The screenplay by Creighton Rothenberger, Katrin Benedikt and Stallone makes more sense than the second movie. I mean in Expendables 2, you had Chuck Norris appear out of nowhere. But there are some problems. The aforementioned opening scenes and when Ross gets his young team together, there's no training montage. I mean these kids went into the mission cold. That being said, thankfully Ross listens to youthful wisdom and uses the high tech way to capture Stonebanks. So the last two thirds of the movie makes some sense. Okay, I'm still wondering how the Expendables prop driven airplane evades another country's radar.

Director Patrick Hughes is competent.
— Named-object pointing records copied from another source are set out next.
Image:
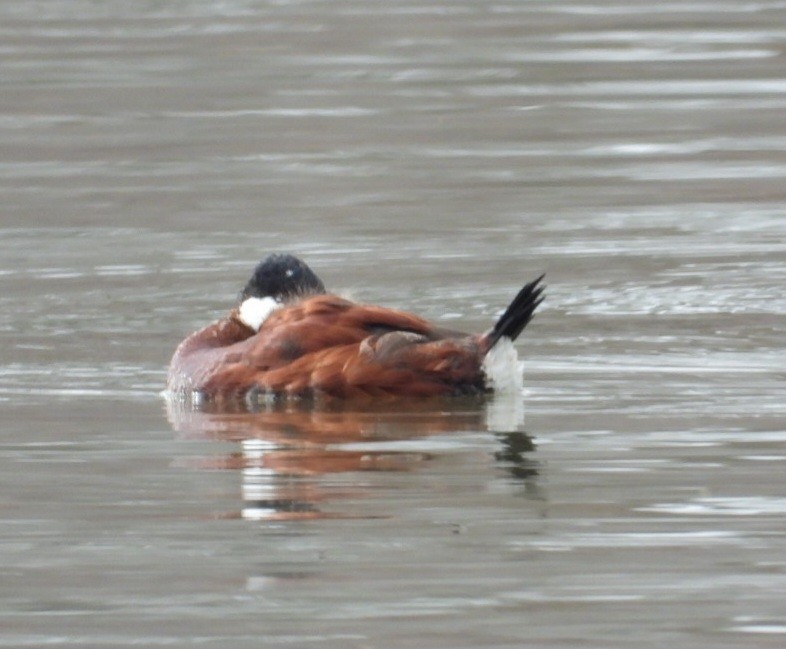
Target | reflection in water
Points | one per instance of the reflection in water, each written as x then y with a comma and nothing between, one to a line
287,451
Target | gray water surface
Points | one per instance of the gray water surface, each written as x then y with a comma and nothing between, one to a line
429,156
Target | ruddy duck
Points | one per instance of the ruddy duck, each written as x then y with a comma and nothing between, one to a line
288,337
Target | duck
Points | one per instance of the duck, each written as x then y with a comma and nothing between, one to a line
288,337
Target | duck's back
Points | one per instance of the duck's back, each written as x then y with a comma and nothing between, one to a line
325,345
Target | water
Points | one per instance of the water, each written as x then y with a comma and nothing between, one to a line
430,156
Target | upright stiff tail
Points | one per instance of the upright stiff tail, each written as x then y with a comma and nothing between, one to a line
518,314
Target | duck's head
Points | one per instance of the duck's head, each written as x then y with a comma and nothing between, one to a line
277,279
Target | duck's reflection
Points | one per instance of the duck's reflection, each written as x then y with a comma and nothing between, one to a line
286,452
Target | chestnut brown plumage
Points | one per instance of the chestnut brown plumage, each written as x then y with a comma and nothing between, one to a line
316,344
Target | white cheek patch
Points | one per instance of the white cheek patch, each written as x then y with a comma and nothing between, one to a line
255,310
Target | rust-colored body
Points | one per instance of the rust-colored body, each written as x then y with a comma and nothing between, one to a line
327,346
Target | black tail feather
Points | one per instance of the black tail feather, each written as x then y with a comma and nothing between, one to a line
519,312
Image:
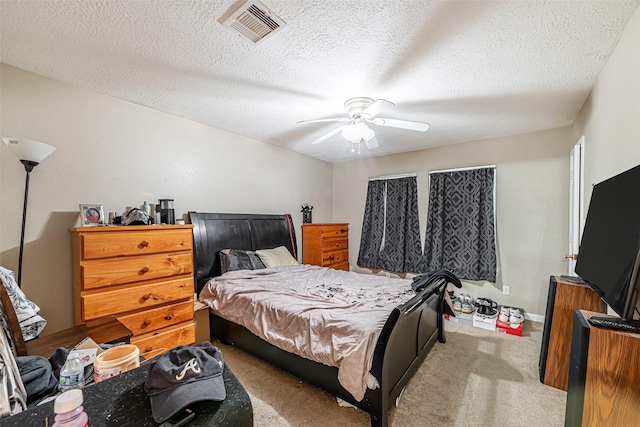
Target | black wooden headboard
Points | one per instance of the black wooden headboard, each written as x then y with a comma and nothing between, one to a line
213,232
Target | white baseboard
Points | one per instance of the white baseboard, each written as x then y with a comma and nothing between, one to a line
534,317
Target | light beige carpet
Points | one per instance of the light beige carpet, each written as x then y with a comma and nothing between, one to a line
478,378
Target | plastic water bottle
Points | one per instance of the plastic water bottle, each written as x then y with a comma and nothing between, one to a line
72,373
69,410
146,208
There are some nice tracking shots but he suffers from the same cinematic disease that has been inflicted on modern film. There is way, way too much fast cutting. (Edits of a scene so it lasts no more than three seconds.) Too often it's used to show action. But in this movie, it only adds to the confusion. A good fight scene is like a dance. We must see the bodies in action and I mean the full bodies. The same thing with a war scene. If you're going to use that much fast cutting then it's got to have logical flow. The Expendables 3 was cut like it was made for people with ADHD. Yet, with all the confusion, the story was correctly told and it was an interesting and fun tale. Finally Brian Tyler's score was very good with a nice heroic theme.

The Expendables 3 is time wasting fun. It's not going to win any Oscars. And it's better than the last one. But that's like saying a deep fried twinkie is better than a normal twinkie. The grade is B.